# The Sims 1 graphics glitch



## 1130210 (Aug 24, 2010)

I own the Sims 1 complete edition. I have played the game before on Vista and it has worked perfectly. I am getting a glitch where the menu in the lower left corner jumps up and down whenever I scroll. It makes the game jump, run slow, and is overall really annoying.

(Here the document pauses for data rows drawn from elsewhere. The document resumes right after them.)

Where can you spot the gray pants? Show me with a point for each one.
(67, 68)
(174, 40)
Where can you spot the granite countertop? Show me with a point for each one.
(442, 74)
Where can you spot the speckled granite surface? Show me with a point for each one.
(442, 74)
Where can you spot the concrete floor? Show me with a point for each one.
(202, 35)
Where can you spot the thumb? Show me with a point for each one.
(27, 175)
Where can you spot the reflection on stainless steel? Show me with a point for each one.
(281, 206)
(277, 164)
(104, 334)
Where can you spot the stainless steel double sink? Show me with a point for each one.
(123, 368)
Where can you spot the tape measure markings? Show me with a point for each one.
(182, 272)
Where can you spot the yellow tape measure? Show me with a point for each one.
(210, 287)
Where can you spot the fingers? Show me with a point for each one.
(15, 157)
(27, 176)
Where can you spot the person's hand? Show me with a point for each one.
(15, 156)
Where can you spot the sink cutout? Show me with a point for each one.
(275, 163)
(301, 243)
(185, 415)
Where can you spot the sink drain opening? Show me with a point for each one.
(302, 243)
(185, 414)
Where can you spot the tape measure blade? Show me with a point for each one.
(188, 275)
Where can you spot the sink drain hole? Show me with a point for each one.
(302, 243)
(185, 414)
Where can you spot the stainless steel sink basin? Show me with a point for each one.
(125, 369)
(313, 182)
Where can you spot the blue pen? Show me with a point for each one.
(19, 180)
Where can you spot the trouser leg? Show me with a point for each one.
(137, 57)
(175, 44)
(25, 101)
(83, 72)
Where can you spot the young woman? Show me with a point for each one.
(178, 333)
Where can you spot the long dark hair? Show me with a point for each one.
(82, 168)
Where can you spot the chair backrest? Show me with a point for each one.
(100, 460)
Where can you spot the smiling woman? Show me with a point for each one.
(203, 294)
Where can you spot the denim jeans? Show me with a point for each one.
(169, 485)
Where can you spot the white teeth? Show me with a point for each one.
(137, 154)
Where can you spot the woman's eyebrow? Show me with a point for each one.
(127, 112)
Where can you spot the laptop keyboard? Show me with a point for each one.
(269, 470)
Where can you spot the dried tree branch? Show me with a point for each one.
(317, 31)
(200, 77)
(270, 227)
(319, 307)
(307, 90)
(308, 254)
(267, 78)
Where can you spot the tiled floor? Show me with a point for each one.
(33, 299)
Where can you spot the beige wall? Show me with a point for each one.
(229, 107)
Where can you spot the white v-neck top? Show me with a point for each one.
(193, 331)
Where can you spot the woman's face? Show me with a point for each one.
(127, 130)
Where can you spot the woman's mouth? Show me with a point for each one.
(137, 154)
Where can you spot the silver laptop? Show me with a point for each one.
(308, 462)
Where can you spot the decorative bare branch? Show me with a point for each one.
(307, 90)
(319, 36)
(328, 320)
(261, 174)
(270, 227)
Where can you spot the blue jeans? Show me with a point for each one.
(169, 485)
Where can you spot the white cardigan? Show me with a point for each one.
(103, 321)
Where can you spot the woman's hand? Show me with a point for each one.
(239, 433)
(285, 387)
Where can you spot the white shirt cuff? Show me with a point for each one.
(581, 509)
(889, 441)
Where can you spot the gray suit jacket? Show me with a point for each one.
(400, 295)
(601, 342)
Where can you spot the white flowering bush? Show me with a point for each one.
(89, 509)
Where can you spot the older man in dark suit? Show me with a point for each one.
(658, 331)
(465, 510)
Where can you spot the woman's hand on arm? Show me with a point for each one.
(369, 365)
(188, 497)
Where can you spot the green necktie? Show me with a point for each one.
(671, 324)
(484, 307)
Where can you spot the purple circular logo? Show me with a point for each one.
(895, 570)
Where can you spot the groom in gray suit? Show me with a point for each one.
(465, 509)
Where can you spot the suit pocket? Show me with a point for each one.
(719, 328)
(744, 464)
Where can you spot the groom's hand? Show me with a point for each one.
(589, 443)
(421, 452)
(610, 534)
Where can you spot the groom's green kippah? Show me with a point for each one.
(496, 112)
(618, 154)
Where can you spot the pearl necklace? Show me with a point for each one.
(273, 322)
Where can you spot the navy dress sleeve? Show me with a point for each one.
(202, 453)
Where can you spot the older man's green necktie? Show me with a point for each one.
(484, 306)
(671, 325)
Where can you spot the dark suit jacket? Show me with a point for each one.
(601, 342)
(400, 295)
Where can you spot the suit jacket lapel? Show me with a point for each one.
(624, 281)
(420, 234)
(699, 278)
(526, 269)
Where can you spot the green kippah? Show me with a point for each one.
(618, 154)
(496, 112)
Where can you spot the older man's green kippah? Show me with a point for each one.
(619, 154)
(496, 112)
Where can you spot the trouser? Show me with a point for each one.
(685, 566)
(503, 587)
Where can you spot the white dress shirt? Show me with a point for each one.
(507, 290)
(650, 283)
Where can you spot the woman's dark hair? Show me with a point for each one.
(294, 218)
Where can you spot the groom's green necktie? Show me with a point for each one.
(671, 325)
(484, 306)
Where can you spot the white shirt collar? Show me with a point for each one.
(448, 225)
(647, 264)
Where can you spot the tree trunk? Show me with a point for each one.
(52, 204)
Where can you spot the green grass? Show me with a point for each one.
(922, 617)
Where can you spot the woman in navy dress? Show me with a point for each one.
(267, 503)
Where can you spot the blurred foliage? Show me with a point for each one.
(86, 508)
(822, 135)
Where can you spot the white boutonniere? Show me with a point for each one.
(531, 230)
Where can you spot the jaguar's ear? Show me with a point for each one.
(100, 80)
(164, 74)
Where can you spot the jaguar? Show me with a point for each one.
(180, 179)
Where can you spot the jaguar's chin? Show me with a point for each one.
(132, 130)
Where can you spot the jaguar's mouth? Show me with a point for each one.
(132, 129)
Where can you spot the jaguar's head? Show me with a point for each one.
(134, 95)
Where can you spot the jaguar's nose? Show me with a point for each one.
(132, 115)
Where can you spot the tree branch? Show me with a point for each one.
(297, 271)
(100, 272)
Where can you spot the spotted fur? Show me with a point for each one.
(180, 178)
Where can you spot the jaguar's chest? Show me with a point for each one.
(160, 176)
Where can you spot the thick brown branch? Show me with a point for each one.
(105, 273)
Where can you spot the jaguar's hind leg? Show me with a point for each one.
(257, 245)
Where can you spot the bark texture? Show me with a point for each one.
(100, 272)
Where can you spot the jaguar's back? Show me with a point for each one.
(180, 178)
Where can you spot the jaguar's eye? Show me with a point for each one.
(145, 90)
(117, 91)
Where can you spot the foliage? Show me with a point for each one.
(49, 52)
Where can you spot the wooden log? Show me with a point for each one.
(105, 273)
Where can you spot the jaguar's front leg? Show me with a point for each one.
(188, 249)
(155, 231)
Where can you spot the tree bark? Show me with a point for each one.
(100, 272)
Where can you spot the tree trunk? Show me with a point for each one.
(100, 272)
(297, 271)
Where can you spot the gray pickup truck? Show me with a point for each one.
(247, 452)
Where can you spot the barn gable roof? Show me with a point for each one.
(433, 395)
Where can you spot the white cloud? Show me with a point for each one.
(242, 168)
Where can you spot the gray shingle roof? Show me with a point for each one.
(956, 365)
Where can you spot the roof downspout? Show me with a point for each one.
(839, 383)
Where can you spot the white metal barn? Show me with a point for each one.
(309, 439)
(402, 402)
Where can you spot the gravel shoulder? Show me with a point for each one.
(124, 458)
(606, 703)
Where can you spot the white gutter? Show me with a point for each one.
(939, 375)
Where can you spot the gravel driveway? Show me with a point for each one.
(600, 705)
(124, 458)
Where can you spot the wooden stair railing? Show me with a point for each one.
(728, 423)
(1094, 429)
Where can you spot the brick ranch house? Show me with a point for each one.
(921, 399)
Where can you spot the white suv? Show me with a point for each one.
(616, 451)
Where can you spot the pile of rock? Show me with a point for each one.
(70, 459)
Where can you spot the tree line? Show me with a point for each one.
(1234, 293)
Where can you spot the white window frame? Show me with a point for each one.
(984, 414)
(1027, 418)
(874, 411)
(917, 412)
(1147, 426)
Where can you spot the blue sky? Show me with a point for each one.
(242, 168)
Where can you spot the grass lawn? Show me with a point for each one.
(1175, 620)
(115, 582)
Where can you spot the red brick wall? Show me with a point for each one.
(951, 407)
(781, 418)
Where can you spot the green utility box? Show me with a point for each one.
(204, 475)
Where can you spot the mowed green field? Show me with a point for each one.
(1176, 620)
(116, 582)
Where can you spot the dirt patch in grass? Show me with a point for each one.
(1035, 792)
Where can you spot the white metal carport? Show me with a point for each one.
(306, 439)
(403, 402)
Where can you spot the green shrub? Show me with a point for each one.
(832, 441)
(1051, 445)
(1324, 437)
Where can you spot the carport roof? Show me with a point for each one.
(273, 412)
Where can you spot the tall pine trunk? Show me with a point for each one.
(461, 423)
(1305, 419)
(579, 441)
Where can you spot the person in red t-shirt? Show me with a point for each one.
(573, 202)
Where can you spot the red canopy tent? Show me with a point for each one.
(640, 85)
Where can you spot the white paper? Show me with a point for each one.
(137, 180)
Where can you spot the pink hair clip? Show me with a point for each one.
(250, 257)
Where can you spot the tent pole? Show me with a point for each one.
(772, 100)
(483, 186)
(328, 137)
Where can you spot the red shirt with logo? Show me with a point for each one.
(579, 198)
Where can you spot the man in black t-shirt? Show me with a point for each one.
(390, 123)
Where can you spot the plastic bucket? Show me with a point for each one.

Is there any possible fix for this problem?


----------



## 1130210 (Aug 24, 2010)

when I disable hardware acceleration the menu glitch stops but the game continues to jump and run slow.


----------



## llacrossedude7 (Jul 31, 2009)

Hello 1130210 welcome to TSF,

Please provide use with your system specs and please take a screen shot of your problem.


----------



## 1130210 (Aug 24, 2010)

report should be in file attachment I'm getting the picture now


----------



## 1130210 (Aug 24, 2010)

You cannot see the menu move at all, but what the fraps counter is doing is exactly what the menu is doing.


----------



## 1130210 (Aug 24, 2010)

My brother was having a similar problem on his computer with the Sims. On his computer he had hardware accelerating disabled and when he enabled it the menu problem went away. I have hardware accelerating enabled, could this mean that hardware accelerating isn't working correctly?


----------



## llacrossedude7 (Jul 31, 2009)

It could be I'm not that familiar with the Sims Series, let me look around and see what I can find.


----------



## 1130210 (Aug 24, 2010)

I figured out and fixed the problem. There was corrupted files and issues with the registry and I fixed it. I appreciate your time to try and help.


----------



## llacrossedude7 (Jul 31, 2009)

Ok I'm glad to hear you fixed the problem please mark SOLVED.


----------



## T3mbokx (Jul 5, 2011)

Hey!
How to fix it?
That problems is Same like me..
The screen goes Boom...
You still remember how to fix this?


----------



## llacrossedude7 (Jul 31, 2009)

T3 create a new thread telling us whats up.


----------



## T3mbokx (Jul 5, 2011)

Ok done,
come see it..


----------